1. A centrifugal compressor comprising: an impeller having an outlet through which gas is discharged; a fixed structure disposed to the back of said impeller in the compressor, the back of said impeller and said fixed structure defining a space therebetween; a labyrinth seal including fins forming a labyrinth of the seal, said seal defining an annular space between respective groups of said fins, and said seal being interposed between the outlet of said impeller and said space; and said fixed structure having a passage extending therethrough and open to the labyrinth of said seal via said annular space defined between respective groups of the fins of said seal, whereby cold gas under a higher pressure than that at the outlet of the impeller can be fed into the annular space through the passage.

2. A centrifugal compressor as claimed in claim 1, wherein said labyrinth seal is a one-piece member having portions disposed at radially innermost and radially outermost portions of said annular space, respectively.

3. A method of cooling a centrifugal compressor, said method comprising the steps of:

sealing the outlet of an impeller of the compressor from a space defined at and delimited by the back of the impeller; and

cooling the back of the impeller by feeding cold gas under a pressure higher than that of gas at the outlet of the compressor into the space defined at the back of the impeller.
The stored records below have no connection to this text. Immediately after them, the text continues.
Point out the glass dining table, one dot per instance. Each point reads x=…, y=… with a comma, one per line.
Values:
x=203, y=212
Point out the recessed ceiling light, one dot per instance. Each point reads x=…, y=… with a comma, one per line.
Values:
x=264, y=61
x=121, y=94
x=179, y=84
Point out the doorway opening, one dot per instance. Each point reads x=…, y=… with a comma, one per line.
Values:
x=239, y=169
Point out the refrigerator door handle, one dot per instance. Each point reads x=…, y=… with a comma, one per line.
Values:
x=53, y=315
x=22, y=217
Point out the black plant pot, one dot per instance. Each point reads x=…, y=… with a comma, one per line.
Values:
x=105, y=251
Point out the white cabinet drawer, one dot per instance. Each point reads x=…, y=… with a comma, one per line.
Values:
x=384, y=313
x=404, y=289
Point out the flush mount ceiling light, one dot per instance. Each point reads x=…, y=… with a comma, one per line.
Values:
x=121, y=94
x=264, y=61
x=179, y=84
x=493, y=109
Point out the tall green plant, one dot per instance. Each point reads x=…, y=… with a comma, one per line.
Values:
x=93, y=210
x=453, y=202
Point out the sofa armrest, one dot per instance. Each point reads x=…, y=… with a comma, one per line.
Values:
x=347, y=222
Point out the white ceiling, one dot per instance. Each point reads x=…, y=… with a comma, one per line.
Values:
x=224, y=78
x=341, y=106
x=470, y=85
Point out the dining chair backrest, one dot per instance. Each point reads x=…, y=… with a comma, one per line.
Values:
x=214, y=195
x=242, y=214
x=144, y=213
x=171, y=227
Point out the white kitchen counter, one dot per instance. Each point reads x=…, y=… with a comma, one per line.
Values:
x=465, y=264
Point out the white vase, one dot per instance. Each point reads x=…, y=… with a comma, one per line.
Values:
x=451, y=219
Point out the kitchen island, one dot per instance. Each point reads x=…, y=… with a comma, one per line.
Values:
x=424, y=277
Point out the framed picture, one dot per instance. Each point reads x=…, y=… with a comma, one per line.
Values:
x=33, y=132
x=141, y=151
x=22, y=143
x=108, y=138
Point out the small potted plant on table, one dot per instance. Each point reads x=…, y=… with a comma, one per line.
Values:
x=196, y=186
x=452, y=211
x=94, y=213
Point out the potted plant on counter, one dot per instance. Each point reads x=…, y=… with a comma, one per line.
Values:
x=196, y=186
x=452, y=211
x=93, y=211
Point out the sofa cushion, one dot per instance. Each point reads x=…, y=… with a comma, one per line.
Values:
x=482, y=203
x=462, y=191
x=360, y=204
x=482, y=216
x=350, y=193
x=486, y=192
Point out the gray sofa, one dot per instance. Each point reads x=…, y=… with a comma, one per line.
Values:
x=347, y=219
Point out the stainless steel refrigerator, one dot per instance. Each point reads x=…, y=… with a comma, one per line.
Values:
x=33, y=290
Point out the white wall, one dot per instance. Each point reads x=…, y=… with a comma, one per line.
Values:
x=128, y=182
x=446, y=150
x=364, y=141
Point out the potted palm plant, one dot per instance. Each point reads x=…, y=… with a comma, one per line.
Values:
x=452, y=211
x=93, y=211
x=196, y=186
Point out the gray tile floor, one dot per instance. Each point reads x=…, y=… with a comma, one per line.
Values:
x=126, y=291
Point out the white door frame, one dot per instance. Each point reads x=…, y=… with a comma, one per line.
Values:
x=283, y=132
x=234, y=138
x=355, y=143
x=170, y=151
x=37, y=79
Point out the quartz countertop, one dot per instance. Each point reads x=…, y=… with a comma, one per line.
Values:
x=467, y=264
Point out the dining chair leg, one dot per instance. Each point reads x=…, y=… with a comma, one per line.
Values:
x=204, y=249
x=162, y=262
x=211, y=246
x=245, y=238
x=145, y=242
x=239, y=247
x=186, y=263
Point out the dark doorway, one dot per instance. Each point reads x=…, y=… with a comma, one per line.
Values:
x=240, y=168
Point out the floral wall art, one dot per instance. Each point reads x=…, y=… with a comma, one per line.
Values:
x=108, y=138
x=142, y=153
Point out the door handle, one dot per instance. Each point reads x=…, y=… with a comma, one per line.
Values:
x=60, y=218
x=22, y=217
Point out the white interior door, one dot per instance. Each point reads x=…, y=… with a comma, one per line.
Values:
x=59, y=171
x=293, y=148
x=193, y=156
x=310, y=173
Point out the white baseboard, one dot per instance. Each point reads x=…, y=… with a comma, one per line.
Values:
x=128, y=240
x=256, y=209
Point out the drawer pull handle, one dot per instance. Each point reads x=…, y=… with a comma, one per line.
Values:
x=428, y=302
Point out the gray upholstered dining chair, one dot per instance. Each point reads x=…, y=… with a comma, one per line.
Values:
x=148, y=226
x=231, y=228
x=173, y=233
4. A method of cooling a centrifugal compressor as claimed in claim 3, wherein the step of cooling comprises feeding cold gas from an engine air cooler into the space.

5. A method of cooling a centrifugal compressor as claimed in claim 3, wherein the step of sealing comprises interposing a labyrinth seal having a plurality of fins between the outlet of the impeller and the space at the back of the impeller, and the step of cooling comprises feeding cold gas to a location between respective groups of the fins of the labyrinth seal.

6. A method of cooling a centrifugal compressor as claimed in claim 4, wherein the step of sealing comprises interposing a labyrinth seal having a plurality of fins between the outlet of the impeller and the space at the back of the impeller, and the step of cooling comprises feeding cold gas to a location between respective groups of the fins of the labyrinth seal.